After decades of having to deal with this nonsense, yes - I'd have a few questions for them. Right after setting them on fire.
... is the 20th Anniversary of the 802.11 Working Group itself. The Working Group held its first meeting September 10-14, 1990, in Oshawa, Ontario, Canada.
In the Bilski case, IEEE filed a brief pushing *for* software patents. Maybe specific groups in IEEE, like the 802 group, should push for a change in this position. Having the whole wifi industry paying a tax to CSIRO for a wifi patent must make this group a little more clued in about the harm caused.
Please help publicise swpat.org - the software patents wiki
The CSIRO brought us WIFI. Get your facts straight.
I am staggered how complicated it is to setup WiFi a lay-person. Far too much jargon (SSID, WPA, WPA2, WEP, TKIP, AES+TKIP, channels ...), and stupid ideas like multiple WEP keys. Let alone connecting via ethernet, change the subnet, browse to an IP address, etc etc etc just to get it going. What an awful decade of design.
Look ... from day 1 we just wanted a secret password.
Public networks are different and need to be publicly identified - don't shoe-horn it into the same user interface.
Start thinking like a user and stop this engineers crap.
...prehaps they could get around to increasing MTU from 1500.
Cool. I've worked with Paul Nikolich (when ADC broadband bought bought the CMTS company he was at), and have run into some of this cast of characters during the 802.3ah Ethernet in the First Mile meetings. Interesting folks.
I think it was Geoff (I could be wrong, this was a while ago) that said we would not need high-speed uplink from the home because 'there just isn't that much relevant content out there'. That was a pretty good chuckler.
I'm sure Michael Coden of Codenoll feels snubbed, he always claimed to me he was the co-inventor of ethernet.Never believed him.
He did pioneer one interesting product- a distributed ethernet switch that would operate over a unidirectional fiber ring- worked pretty well after I fixed the gaping hole in his protocol.
Dave
The official name of 802 is the IEEE 802 "LAN/MAN Standards Committee," not the other way around.
...prehaps they could get around to increasing MTU from 1500.
They did. They're called jumbo frames and go up to ~9000 bytes.
At $WORK we use them on our "storage VLANs" for things like NFS and iSCSI.

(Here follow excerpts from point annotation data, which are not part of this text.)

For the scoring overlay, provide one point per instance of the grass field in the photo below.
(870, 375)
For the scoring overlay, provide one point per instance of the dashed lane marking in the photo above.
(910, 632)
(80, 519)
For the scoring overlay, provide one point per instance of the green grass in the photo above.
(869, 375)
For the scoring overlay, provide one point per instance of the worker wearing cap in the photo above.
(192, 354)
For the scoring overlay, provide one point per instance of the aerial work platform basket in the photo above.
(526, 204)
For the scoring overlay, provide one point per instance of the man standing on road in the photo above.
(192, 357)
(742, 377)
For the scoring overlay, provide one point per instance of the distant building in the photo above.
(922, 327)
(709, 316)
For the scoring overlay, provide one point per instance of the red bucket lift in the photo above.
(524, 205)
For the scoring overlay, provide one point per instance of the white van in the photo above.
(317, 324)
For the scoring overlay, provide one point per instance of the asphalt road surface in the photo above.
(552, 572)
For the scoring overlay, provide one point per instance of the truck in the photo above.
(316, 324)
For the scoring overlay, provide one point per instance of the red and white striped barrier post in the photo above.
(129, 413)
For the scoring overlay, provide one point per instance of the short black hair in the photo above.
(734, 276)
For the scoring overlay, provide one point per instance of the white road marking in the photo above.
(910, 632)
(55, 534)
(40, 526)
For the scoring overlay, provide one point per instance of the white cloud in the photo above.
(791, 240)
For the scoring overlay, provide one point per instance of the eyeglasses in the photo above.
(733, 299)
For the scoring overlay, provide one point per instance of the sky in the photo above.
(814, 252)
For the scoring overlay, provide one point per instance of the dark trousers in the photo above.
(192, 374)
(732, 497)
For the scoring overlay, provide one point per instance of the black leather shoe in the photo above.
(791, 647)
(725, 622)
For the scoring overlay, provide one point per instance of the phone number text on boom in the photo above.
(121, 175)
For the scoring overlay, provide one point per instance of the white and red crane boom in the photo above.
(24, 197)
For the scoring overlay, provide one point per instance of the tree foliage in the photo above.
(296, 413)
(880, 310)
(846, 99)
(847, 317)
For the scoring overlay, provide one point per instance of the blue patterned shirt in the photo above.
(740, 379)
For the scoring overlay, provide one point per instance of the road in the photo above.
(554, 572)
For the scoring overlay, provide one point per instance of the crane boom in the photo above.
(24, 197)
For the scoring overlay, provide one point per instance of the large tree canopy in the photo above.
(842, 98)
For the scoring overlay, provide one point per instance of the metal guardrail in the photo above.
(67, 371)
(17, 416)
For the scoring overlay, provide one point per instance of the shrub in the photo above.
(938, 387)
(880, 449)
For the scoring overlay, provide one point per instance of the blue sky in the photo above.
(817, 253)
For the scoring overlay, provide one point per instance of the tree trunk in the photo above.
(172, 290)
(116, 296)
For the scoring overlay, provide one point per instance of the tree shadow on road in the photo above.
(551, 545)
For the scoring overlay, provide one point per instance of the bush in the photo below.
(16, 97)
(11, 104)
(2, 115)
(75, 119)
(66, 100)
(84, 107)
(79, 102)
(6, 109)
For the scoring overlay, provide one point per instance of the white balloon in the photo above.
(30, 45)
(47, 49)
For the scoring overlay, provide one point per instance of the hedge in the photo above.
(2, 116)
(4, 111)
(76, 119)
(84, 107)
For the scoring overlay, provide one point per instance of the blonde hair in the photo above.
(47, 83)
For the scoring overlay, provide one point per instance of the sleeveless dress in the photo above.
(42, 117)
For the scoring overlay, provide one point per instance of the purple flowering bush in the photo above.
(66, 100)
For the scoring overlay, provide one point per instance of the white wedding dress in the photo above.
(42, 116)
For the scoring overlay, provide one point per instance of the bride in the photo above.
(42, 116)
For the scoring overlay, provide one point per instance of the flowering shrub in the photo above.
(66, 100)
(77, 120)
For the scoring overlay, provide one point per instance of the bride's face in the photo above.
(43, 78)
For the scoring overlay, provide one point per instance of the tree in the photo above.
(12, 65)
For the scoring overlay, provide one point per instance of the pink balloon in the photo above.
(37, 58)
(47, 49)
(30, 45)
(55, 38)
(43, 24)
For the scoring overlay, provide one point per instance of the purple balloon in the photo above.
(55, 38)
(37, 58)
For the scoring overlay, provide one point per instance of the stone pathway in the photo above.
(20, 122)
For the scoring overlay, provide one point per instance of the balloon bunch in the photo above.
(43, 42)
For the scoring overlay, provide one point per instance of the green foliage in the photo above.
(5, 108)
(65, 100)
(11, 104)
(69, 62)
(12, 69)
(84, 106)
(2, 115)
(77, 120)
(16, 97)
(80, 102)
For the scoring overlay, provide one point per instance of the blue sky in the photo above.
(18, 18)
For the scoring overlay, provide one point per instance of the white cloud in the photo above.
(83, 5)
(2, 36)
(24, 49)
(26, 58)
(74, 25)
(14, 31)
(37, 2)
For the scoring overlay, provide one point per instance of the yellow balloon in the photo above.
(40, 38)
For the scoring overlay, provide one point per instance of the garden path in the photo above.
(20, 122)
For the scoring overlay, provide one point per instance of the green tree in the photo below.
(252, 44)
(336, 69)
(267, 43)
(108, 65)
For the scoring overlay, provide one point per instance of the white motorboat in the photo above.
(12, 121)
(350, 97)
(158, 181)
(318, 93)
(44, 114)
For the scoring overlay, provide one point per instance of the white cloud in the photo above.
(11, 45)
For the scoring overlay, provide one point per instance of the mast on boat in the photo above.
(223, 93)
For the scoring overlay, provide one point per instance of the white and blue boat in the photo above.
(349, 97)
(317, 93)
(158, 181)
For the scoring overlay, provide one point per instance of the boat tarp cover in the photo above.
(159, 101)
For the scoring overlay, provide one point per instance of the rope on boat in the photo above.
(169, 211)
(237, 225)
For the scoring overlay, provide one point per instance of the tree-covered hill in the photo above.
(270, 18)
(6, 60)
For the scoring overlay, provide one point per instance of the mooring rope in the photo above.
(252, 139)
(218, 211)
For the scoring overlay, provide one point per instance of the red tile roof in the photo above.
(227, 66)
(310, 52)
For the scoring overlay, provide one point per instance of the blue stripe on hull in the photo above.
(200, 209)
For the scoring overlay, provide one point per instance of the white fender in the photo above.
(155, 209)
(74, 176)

The new 802.1 "AVB" standards (IEEE 802.1AS:Timing and Synchronization for Time-Sensitive Applications, IEEE 802.1Qat: Stream Reservation Protocol (SRP), and IEEE 802.1Qav: Forwarding and Queuing for Time-Sensitive Streams) are awesome.
This finally will allow for the reliable transmission of high-bandwidth data streams (such as uncompressed HD video at 1.5 Gbps) over Ethernet switched networks.